Der kernige Mann ging nun ohne sein Piedestal 2dazu über, die Darbietung der Kurkapelle mit schrillem Vogelgeschmetter zu begleiten, was, wäre es nicht so rührend naiv gewesen, ohne Zweifel ein Unfug war. Als er seine Kunst eine Weile zum Ergötzen der Promenade ausgeübt hatte, sah man drei Brunnenschöpfer in schlesischer Bauerntracht, mit langen Schaftstiefeln an den Füßen, durch das bunte Gewühle schwer herantrapsen. Das Trio packte den weißhaarigen Mann, nahm ihn, nolens volens, teils am Kragen, teils bei den Händen und führte ihn trotz seinem Widerstande, seinem eigenen Proteste und dem der Kurgäste in das Kellergefängnis des Polizeigewahrsams ab. Manser, der neue Brunneninspektor, hatte, seine Kompetenz überschreitend, diese sinnlose Arretierung verfügt.
Die Empörung war allgemein. Wochenlang müssen dem neuen Manne die Ohren von keineswegs schmeichelhaften Urteilen über die Brutalität seines widersinnig-antideutschen Eingriffs geklungen haben.

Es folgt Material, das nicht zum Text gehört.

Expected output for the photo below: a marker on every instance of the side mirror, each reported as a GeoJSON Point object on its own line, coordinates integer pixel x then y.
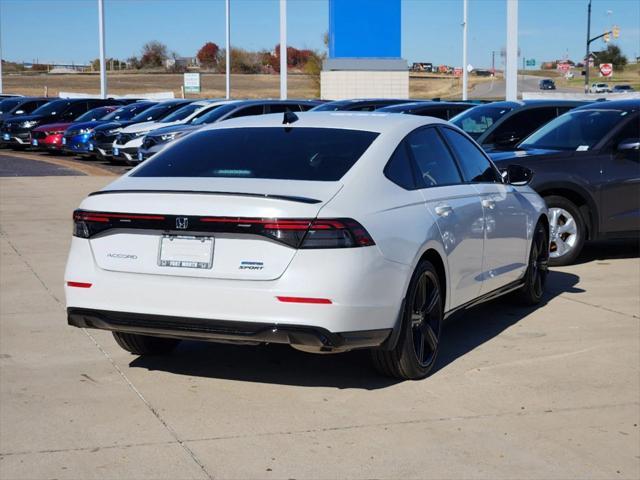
{"type": "Point", "coordinates": [517, 175]}
{"type": "Point", "coordinates": [629, 144]}
{"type": "Point", "coordinates": [507, 139]}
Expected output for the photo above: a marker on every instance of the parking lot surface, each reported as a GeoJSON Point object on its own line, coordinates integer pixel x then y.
{"type": "Point", "coordinates": [550, 392]}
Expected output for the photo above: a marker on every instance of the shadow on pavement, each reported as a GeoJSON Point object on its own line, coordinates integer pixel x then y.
{"type": "Point", "coordinates": [281, 364]}
{"type": "Point", "coordinates": [609, 249]}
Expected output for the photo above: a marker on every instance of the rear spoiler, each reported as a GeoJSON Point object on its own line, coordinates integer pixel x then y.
{"type": "Point", "coordinates": [290, 198]}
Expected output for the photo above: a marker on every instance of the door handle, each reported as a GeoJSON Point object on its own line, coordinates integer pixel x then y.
{"type": "Point", "coordinates": [490, 204]}
{"type": "Point", "coordinates": [443, 210]}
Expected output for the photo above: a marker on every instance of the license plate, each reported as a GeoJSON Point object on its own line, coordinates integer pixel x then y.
{"type": "Point", "coordinates": [185, 252]}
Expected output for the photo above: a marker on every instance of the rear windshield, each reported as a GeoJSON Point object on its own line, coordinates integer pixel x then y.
{"type": "Point", "coordinates": [476, 121]}
{"type": "Point", "coordinates": [320, 154]}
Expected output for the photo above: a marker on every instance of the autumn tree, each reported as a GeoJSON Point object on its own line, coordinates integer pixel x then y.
{"type": "Point", "coordinates": [208, 55]}
{"type": "Point", "coordinates": [154, 54]}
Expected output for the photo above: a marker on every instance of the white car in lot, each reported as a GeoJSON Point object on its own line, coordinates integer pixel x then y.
{"type": "Point", "coordinates": [325, 231]}
{"type": "Point", "coordinates": [129, 139]}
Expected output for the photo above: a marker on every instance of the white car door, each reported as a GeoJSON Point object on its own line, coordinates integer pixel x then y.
{"type": "Point", "coordinates": [457, 210]}
{"type": "Point", "coordinates": [505, 218]}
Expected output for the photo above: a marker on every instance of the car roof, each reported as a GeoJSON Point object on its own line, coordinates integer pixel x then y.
{"type": "Point", "coordinates": [630, 104]}
{"type": "Point", "coordinates": [366, 121]}
{"type": "Point", "coordinates": [401, 107]}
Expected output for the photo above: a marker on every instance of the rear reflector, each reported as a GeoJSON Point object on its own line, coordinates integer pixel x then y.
{"type": "Point", "coordinates": [79, 284]}
{"type": "Point", "coordinates": [324, 301]}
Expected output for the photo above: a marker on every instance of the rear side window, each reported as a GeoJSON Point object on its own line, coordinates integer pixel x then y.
{"type": "Point", "coordinates": [248, 111]}
{"type": "Point", "coordinates": [475, 166]}
{"type": "Point", "coordinates": [319, 154]}
{"type": "Point", "coordinates": [436, 166]}
{"type": "Point", "coordinates": [283, 107]}
{"type": "Point", "coordinates": [399, 169]}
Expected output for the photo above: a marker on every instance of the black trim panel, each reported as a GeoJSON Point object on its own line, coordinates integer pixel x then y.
{"type": "Point", "coordinates": [302, 336]}
{"type": "Point", "coordinates": [290, 198]}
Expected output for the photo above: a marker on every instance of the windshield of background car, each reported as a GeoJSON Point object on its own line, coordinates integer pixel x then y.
{"type": "Point", "coordinates": [214, 114]}
{"type": "Point", "coordinates": [50, 108]}
{"type": "Point", "coordinates": [476, 121]}
{"type": "Point", "coordinates": [128, 112]}
{"type": "Point", "coordinates": [576, 130]}
{"type": "Point", "coordinates": [8, 105]}
{"type": "Point", "coordinates": [96, 113]}
{"type": "Point", "coordinates": [153, 113]}
{"type": "Point", "coordinates": [181, 113]}
{"type": "Point", "coordinates": [318, 154]}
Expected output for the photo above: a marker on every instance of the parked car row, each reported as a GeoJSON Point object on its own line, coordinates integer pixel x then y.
{"type": "Point", "coordinates": [585, 155]}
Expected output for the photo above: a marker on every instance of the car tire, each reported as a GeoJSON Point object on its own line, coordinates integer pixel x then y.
{"type": "Point", "coordinates": [416, 350]}
{"type": "Point", "coordinates": [565, 243]}
{"type": "Point", "coordinates": [145, 345]}
{"type": "Point", "coordinates": [532, 291]}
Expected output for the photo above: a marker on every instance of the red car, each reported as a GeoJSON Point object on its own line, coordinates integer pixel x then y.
{"type": "Point", "coordinates": [49, 137]}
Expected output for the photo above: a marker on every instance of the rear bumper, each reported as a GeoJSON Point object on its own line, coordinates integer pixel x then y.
{"type": "Point", "coordinates": [299, 336]}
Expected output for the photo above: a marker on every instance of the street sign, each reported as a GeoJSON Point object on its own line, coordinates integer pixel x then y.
{"type": "Point", "coordinates": [606, 69]}
{"type": "Point", "coordinates": [191, 83]}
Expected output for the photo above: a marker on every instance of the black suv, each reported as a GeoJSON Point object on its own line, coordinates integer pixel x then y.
{"type": "Point", "coordinates": [16, 130]}
{"type": "Point", "coordinates": [586, 166]}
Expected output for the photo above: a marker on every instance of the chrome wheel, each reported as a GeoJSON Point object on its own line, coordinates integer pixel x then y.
{"type": "Point", "coordinates": [425, 318]}
{"type": "Point", "coordinates": [563, 232]}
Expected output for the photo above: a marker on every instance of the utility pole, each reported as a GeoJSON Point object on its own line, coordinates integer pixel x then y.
{"type": "Point", "coordinates": [103, 66]}
{"type": "Point", "coordinates": [511, 68]}
{"type": "Point", "coordinates": [228, 49]}
{"type": "Point", "coordinates": [465, 73]}
{"type": "Point", "coordinates": [283, 49]}
{"type": "Point", "coordinates": [586, 57]}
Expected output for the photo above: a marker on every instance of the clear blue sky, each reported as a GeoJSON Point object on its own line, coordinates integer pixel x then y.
{"type": "Point", "coordinates": [66, 30]}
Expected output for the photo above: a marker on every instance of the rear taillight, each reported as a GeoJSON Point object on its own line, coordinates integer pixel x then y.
{"type": "Point", "coordinates": [294, 232]}
{"type": "Point", "coordinates": [86, 224]}
{"type": "Point", "coordinates": [304, 233]}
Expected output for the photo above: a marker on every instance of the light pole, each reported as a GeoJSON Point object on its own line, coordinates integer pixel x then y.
{"type": "Point", "coordinates": [228, 49]}
{"type": "Point", "coordinates": [0, 50]}
{"type": "Point", "coordinates": [586, 57]}
{"type": "Point", "coordinates": [465, 74]}
{"type": "Point", "coordinates": [103, 66]}
{"type": "Point", "coordinates": [283, 49]}
{"type": "Point", "coordinates": [511, 68]}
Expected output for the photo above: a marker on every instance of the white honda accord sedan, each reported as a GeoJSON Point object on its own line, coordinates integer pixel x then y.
{"type": "Point", "coordinates": [325, 231]}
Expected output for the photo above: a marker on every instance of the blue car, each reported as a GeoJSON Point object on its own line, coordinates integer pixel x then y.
{"type": "Point", "coordinates": [77, 138]}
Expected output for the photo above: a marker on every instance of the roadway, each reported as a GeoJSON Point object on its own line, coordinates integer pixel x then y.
{"type": "Point", "coordinates": [547, 392]}
{"type": "Point", "coordinates": [496, 88]}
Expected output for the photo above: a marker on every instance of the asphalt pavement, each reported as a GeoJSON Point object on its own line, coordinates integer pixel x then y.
{"type": "Point", "coordinates": [546, 392]}
{"type": "Point", "coordinates": [496, 88]}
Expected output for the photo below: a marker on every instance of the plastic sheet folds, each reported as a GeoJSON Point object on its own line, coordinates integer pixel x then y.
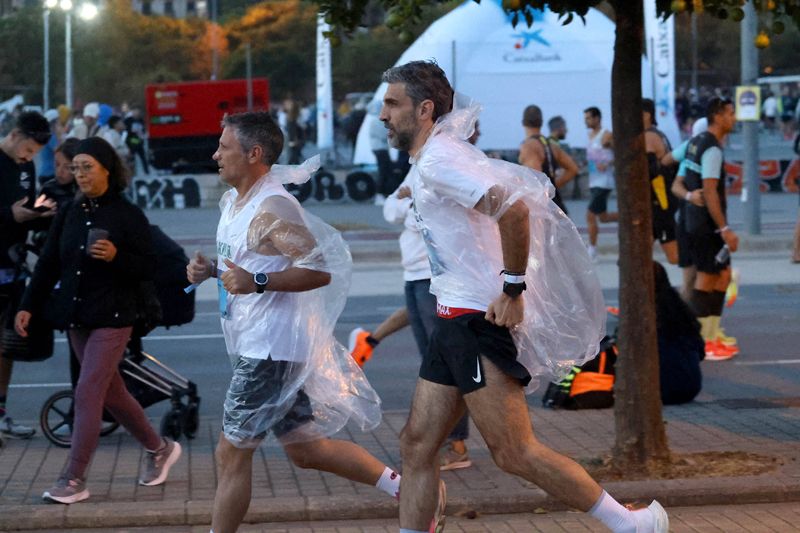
{"type": "Point", "coordinates": [459, 194]}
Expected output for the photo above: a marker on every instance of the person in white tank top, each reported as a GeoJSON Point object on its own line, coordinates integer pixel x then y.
{"type": "Point", "coordinates": [276, 264]}
{"type": "Point", "coordinates": [600, 158]}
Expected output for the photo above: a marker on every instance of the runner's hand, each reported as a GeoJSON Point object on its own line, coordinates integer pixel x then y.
{"type": "Point", "coordinates": [237, 280]}
{"type": "Point", "coordinates": [199, 269]}
{"type": "Point", "coordinates": [731, 239]}
{"type": "Point", "coordinates": [696, 198]}
{"type": "Point", "coordinates": [104, 250]}
{"type": "Point", "coordinates": [21, 322]}
{"type": "Point", "coordinates": [506, 311]}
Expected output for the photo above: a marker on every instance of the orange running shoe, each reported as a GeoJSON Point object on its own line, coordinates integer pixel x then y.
{"type": "Point", "coordinates": [360, 349]}
{"type": "Point", "coordinates": [716, 351]}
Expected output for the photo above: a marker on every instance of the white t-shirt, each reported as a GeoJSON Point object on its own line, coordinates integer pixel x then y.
{"type": "Point", "coordinates": [413, 253]}
{"type": "Point", "coordinates": [596, 153]}
{"type": "Point", "coordinates": [258, 326]}
{"type": "Point", "coordinates": [463, 245]}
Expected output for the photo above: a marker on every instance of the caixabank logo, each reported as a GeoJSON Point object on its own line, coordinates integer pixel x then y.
{"type": "Point", "coordinates": [531, 46]}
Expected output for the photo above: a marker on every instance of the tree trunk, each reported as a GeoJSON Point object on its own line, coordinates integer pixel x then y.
{"type": "Point", "coordinates": [640, 435]}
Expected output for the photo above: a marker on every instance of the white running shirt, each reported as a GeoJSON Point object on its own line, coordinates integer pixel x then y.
{"type": "Point", "coordinates": [258, 326]}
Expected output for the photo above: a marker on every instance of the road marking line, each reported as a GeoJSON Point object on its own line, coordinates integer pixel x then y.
{"type": "Point", "coordinates": [169, 337]}
{"type": "Point", "coordinates": [764, 363]}
{"type": "Point", "coordinates": [40, 385]}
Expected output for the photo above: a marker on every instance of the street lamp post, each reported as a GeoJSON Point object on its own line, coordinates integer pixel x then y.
{"type": "Point", "coordinates": [87, 11]}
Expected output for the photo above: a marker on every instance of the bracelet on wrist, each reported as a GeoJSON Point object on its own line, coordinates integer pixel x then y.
{"type": "Point", "coordinates": [514, 278]}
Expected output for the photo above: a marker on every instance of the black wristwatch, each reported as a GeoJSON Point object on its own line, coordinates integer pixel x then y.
{"type": "Point", "coordinates": [514, 289]}
{"type": "Point", "coordinates": [261, 281]}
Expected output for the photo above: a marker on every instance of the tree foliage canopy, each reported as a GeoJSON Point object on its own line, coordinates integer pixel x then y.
{"type": "Point", "coordinates": [775, 14]}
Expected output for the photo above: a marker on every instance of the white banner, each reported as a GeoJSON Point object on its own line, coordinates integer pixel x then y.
{"type": "Point", "coordinates": [324, 88]}
{"type": "Point", "coordinates": [661, 56]}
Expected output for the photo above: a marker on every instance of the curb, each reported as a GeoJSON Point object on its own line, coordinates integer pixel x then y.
{"type": "Point", "coordinates": [671, 493]}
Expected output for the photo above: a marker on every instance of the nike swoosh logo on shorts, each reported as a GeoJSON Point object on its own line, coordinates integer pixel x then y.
{"type": "Point", "coordinates": [477, 379]}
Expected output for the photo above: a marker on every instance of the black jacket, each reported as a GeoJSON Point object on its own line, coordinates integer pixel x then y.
{"type": "Point", "coordinates": [16, 182]}
{"type": "Point", "coordinates": [92, 293]}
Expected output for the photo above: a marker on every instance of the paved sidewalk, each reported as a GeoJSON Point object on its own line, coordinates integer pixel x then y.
{"type": "Point", "coordinates": [283, 493]}
{"type": "Point", "coordinates": [772, 518]}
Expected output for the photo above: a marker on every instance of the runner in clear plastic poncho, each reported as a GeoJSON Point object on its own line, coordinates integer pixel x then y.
{"type": "Point", "coordinates": [300, 325]}
{"type": "Point", "coordinates": [564, 319]}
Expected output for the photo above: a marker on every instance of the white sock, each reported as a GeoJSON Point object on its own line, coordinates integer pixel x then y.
{"type": "Point", "coordinates": [389, 482]}
{"type": "Point", "coordinates": [615, 516]}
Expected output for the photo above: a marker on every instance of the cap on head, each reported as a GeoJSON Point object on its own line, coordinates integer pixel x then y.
{"type": "Point", "coordinates": [92, 109]}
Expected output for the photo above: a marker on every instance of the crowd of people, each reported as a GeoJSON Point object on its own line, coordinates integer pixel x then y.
{"type": "Point", "coordinates": [780, 107]}
{"type": "Point", "coordinates": [281, 275]}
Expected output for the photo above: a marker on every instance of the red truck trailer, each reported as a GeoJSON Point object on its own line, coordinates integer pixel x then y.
{"type": "Point", "coordinates": [183, 119]}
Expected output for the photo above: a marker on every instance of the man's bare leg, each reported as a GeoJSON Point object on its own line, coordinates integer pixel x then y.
{"type": "Point", "coordinates": [6, 366]}
{"type": "Point", "coordinates": [434, 412]}
{"type": "Point", "coordinates": [234, 488]}
{"type": "Point", "coordinates": [592, 228]}
{"type": "Point", "coordinates": [343, 458]}
{"type": "Point", "coordinates": [500, 412]}
{"type": "Point", "coordinates": [608, 217]}
{"type": "Point", "coordinates": [689, 277]}
{"type": "Point", "coordinates": [393, 323]}
{"type": "Point", "coordinates": [671, 251]}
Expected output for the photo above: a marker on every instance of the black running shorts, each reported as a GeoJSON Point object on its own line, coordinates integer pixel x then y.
{"type": "Point", "coordinates": [598, 203]}
{"type": "Point", "coordinates": [703, 250]}
{"type": "Point", "coordinates": [663, 225]}
{"type": "Point", "coordinates": [682, 236]}
{"type": "Point", "coordinates": [453, 353]}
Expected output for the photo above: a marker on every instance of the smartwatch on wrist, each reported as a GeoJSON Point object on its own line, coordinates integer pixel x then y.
{"type": "Point", "coordinates": [514, 289]}
{"type": "Point", "coordinates": [261, 281]}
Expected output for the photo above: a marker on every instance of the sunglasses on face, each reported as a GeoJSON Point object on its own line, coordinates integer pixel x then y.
{"type": "Point", "coordinates": [41, 137]}
{"type": "Point", "coordinates": [84, 168]}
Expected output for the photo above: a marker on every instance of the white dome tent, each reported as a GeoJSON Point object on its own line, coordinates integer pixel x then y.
{"type": "Point", "coordinates": [562, 69]}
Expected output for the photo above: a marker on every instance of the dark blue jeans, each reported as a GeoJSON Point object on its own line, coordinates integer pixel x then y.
{"type": "Point", "coordinates": [421, 305]}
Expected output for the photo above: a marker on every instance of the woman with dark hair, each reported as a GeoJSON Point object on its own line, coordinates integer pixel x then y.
{"type": "Point", "coordinates": [680, 346]}
{"type": "Point", "coordinates": [62, 188]}
{"type": "Point", "coordinates": [99, 248]}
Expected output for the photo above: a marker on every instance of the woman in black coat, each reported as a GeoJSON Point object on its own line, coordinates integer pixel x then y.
{"type": "Point", "coordinates": [99, 249]}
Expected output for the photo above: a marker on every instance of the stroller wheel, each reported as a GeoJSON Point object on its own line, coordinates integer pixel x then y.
{"type": "Point", "coordinates": [172, 423]}
{"type": "Point", "coordinates": [191, 420]}
{"type": "Point", "coordinates": [56, 418]}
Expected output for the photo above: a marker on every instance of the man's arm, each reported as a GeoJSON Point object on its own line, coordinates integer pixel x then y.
{"type": "Point", "coordinates": [515, 243]}
{"type": "Point", "coordinates": [569, 168]}
{"type": "Point", "coordinates": [712, 168]}
{"type": "Point", "coordinates": [680, 191]}
{"type": "Point", "coordinates": [531, 155]}
{"type": "Point", "coordinates": [277, 236]}
{"type": "Point", "coordinates": [654, 145]}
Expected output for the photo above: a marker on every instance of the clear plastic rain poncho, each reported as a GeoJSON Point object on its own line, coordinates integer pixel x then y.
{"type": "Point", "coordinates": [292, 379]}
{"type": "Point", "coordinates": [564, 310]}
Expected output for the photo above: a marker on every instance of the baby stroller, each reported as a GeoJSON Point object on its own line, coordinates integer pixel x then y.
{"type": "Point", "coordinates": [150, 382]}
{"type": "Point", "coordinates": [147, 379]}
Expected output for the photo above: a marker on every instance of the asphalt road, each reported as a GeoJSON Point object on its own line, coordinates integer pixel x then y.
{"type": "Point", "coordinates": [765, 319]}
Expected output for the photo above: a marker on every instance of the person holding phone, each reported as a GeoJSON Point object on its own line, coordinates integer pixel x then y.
{"type": "Point", "coordinates": [20, 212]}
{"type": "Point", "coordinates": [99, 248]}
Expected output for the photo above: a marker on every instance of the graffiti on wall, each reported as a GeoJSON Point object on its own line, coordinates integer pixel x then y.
{"type": "Point", "coordinates": [165, 192]}
{"type": "Point", "coordinates": [775, 175]}
{"type": "Point", "coordinates": [358, 186]}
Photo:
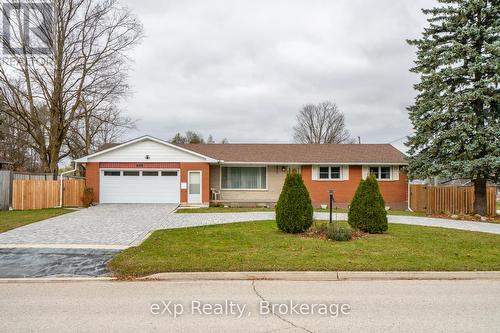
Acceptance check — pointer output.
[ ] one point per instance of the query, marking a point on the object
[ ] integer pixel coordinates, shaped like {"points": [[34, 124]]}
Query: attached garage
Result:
{"points": [[148, 170], [140, 186]]}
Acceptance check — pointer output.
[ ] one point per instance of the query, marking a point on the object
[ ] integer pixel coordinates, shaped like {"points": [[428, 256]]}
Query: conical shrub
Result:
{"points": [[294, 211], [367, 211]]}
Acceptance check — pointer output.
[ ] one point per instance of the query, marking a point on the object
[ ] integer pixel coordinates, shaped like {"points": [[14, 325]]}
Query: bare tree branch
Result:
{"points": [[321, 123]]}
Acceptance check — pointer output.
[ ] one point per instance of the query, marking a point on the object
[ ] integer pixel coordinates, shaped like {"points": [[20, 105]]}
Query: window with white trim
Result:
{"points": [[381, 172], [248, 178], [330, 173]]}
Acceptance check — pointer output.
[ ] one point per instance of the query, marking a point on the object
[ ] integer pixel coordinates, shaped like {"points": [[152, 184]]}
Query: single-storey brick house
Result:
{"points": [[150, 170]]}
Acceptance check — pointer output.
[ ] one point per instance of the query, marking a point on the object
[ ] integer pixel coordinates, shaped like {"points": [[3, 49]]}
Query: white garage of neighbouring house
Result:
{"points": [[148, 170]]}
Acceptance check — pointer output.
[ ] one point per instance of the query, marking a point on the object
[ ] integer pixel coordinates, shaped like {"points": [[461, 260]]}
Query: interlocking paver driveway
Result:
{"points": [[116, 225]]}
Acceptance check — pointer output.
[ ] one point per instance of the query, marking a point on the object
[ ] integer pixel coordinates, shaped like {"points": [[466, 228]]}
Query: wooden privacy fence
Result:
{"points": [[36, 194], [448, 199]]}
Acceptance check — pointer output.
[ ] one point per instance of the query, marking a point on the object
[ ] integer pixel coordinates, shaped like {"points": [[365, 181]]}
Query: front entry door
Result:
{"points": [[194, 187]]}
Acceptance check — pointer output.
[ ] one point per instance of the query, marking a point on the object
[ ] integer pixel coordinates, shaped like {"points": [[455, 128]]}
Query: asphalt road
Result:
{"points": [[33, 262], [200, 306]]}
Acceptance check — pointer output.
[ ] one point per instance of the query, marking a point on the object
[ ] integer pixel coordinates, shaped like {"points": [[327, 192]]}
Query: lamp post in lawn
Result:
{"points": [[330, 192]]}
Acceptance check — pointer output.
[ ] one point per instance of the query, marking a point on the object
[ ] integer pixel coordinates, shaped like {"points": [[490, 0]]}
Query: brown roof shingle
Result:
{"points": [[301, 153]]}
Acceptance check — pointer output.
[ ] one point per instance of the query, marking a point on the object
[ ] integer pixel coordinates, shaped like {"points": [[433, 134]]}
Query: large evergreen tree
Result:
{"points": [[456, 115]]}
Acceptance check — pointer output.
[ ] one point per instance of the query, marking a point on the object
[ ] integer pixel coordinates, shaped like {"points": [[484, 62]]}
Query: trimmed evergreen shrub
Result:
{"points": [[367, 211], [294, 211], [339, 234]]}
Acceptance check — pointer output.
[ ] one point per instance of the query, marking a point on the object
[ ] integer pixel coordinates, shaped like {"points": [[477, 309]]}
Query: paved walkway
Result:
{"points": [[122, 226], [82, 242], [116, 225]]}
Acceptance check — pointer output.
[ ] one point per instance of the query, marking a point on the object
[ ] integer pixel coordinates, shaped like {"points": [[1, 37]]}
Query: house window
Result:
{"points": [[248, 178], [381, 172], [329, 172]]}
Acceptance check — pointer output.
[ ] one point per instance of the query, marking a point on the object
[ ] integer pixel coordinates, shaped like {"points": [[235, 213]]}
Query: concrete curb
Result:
{"points": [[56, 279], [64, 246], [323, 276]]}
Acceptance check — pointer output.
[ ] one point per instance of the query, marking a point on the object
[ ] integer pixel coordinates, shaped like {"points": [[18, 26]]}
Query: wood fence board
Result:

Meine Schwester Johanna war aus der Pension zurückgekehrt, zu einem schönen Mädchen herangewachsen und ein wahres Musterbeispiel von Wohlerzogenheit. Sie wohnte in einem Zimmerchen des Hotels, hielt sich aber tagsüber meist im Kurländischen Hof, dem Hause des Fräuleins von Randow, auf, deren Pflegetochter, Fräulein Jaschke, eine geprüfte Lehrerin, ihr Unterricht im Französischen gab und überhaupt ihre Erziehung fortsetzte.
Wie Johanna jetzt mit Messer und Gabel bei Tisch verfuhr, erregte mir staunende Bewunderung. Die englische Art und Weise zu essen, bei der man um nichts in der Welt das Messer zwischen die Lippen bringen durfte, war damals aufgekommen. Selbstverständlich, dass Johanna geschmackvoll gekleidet war und dass ihr gesamtes Auftreten nunmehr dem einer Tochter aus gutem Hause entsprach. So war ich überaus stolz auf sie, obgleich ich mich zu ähnlich abgezirkelten Formen, was mich selbst betraf, keineswegs verstehen konnte.
Wenn ich mich mit meiner schönen Schwester damals in den Promenaden zeigen konnte, fand sich dagegen mein Familienstolz aufs höchste befriedigt.
Beständig schien sie Geburtstag zu haben, wenn man die Huldigungen durch Konfekt und Blumen berücksichtigte, mit denen tagaus, tagein ihr Zimmer bedacht wurde.
Ein besonderer Verehrer Johannas war der alte Ostelbier 3Huhn, derselbe, der mir einmal das Danaergeschenk des Rollwagens mit vier Pferden in einem Verkaufsstand der Elisenhalle aufgedrängt hatte. Auch Gustav Hauptmann, wie selbstverständlich, huldigte ihr. Es war nicht das erste Mal, dass einer hübschen Nichte gegenüber der Onkel in den Courmacher überging.